Kevin Monk’s You’re-Not-In-Rural-Danforth-Anymore moment came not long after he arrived on the UI campus to study agriculture in the early ’90s.
“Thinking back to when I walked on to campus over 25 years ago as a freshman, I laugh thinking about how clueless I really was. Coming from a small town about an hour north of Champaign, the ‘big city’ was quite a shock to me. I thought I knew it all and was ready, but wow,” says the two-degree grad (BS ’97, agriculture; MS ’15, agriculture economics).
“Three people really stick out to me as huge influences that gave me the confidence needed to get through undergrad.”
1. Phil Buriak.
“Phil was one of my advisors, whose door was always open. When my first report card came out and my adjustment to college life was reflected in my grades, it was Phil who told me that ‘You have what it takes,’ that ‘there was more to school then grades,’ and to give it my all, but focus on my strengths.
“He was a great mentor who unfortunately passed away this past year.”
2. Carol Johnson.
“Carol was the manager of career services in the College of ACES. When we first met in her office, I said, ‘I’m only a freshman, but I’d like to sign up for some internship interviews.’
“Her response was something along the lines of ‘Don’t ever say you’re just a freshman, or anything.’ The message being that you’re more than just anything.

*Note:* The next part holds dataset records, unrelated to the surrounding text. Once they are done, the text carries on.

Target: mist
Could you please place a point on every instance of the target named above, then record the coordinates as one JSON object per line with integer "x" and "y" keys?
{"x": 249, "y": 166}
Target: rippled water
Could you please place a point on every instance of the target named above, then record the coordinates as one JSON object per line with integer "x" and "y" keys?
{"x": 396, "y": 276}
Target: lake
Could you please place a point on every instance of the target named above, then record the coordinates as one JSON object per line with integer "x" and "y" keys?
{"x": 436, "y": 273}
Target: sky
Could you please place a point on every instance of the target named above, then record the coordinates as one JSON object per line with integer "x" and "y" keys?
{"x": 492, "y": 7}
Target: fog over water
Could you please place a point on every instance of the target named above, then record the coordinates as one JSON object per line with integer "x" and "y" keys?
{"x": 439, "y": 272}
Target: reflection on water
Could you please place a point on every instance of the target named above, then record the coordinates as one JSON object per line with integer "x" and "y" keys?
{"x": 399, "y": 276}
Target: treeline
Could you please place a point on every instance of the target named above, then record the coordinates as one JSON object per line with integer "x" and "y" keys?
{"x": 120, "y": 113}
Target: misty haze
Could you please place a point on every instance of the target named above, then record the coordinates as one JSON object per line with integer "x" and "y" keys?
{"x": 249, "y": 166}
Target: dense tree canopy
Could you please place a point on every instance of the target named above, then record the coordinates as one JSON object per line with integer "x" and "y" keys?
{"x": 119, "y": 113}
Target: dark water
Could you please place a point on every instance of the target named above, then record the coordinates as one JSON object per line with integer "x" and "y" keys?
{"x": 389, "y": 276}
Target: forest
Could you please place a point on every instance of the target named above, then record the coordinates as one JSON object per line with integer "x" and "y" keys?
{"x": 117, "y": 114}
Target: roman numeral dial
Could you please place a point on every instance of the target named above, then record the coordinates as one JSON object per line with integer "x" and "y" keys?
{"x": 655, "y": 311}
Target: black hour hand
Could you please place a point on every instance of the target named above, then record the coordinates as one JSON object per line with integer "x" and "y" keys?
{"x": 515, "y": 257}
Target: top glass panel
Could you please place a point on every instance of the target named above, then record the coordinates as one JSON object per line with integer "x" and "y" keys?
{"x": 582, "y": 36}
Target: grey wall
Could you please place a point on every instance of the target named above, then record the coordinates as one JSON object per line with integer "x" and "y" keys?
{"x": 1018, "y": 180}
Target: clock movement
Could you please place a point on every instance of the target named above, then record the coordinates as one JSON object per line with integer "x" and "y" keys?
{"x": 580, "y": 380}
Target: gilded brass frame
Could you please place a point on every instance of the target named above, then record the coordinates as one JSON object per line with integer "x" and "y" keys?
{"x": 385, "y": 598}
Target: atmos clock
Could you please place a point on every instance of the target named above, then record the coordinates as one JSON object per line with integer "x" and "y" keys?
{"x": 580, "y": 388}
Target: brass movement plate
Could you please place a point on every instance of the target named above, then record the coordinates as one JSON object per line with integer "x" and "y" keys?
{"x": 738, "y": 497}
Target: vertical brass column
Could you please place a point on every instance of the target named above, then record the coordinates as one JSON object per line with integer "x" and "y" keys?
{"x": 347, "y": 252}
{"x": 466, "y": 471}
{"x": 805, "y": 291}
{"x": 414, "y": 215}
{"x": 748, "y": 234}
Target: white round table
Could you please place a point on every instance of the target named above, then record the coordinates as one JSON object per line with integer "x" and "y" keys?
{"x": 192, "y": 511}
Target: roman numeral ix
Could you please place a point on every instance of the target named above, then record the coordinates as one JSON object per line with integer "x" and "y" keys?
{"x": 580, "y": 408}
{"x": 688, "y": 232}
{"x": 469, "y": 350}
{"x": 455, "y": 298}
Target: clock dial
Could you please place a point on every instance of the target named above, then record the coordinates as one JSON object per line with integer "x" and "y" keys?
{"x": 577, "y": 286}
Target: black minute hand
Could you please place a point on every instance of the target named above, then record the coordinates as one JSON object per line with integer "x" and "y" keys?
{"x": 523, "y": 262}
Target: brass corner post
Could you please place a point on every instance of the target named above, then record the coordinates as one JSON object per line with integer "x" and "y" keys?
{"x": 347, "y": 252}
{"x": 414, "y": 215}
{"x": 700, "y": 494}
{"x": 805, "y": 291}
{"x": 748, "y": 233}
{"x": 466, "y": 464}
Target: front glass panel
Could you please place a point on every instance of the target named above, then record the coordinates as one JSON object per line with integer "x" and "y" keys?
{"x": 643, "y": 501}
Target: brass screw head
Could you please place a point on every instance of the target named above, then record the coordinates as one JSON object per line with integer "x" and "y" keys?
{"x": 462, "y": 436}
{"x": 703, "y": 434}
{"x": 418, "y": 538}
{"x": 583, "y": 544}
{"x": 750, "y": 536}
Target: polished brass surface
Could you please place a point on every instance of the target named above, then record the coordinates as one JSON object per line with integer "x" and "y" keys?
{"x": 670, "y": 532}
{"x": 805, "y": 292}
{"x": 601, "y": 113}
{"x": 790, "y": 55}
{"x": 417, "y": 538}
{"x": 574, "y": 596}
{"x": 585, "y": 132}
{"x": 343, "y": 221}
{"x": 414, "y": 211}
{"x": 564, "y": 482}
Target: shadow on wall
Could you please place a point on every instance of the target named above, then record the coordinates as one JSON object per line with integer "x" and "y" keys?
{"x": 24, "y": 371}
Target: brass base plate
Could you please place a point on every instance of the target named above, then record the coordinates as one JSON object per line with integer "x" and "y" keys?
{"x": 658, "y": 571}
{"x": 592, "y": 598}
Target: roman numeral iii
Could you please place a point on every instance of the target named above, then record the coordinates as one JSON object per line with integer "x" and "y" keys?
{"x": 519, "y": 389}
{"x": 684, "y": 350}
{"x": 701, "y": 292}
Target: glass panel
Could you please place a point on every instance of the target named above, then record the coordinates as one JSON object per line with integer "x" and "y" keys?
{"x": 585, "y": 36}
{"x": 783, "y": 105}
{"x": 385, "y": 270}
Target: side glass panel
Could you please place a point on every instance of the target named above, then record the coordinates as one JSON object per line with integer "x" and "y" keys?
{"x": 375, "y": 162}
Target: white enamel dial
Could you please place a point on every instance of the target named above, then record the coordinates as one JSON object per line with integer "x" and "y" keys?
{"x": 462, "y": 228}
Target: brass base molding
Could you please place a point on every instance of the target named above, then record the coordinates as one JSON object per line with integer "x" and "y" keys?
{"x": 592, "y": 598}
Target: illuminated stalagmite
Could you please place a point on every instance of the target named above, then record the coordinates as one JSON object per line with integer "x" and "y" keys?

“Wow, talk about encouraging.”
3. John Santos.
“John was the director of international agriculture and ag study abroad programs. I met John early on at Illinois, sitting by him at a scholarship banquet.
“I thought I wanted a study abroad experience, but having rarely stepped outside rural Illinois, I didn’t know where to start. John invited me to his office and there opened up the world of international agriculture to me.
“He was so personable and really took an interest in me. He gave me a passion for agriculture in other regions of the world that burns bright today.
“His encouragement and dedication to international study abroad opportunities guided me to a program in Russia, which was one of the main highlights of my undergrad experience in Illinois.
“Coming back to campus several years later for a master’s in agriculture economics, I was fortunate to come across another individual who helped challenge my thinking and open up amazing opportunities for me — Paul McNamara.
“Paul opened my eyes to agriculture in developing countries and for that I am ever grateful. Paul enabled me to study on a short program in west Africa.
“He encouraged me to find ways I can use my knowledge about modern agriculture and improve developing agriculture. He still is a great mentor.”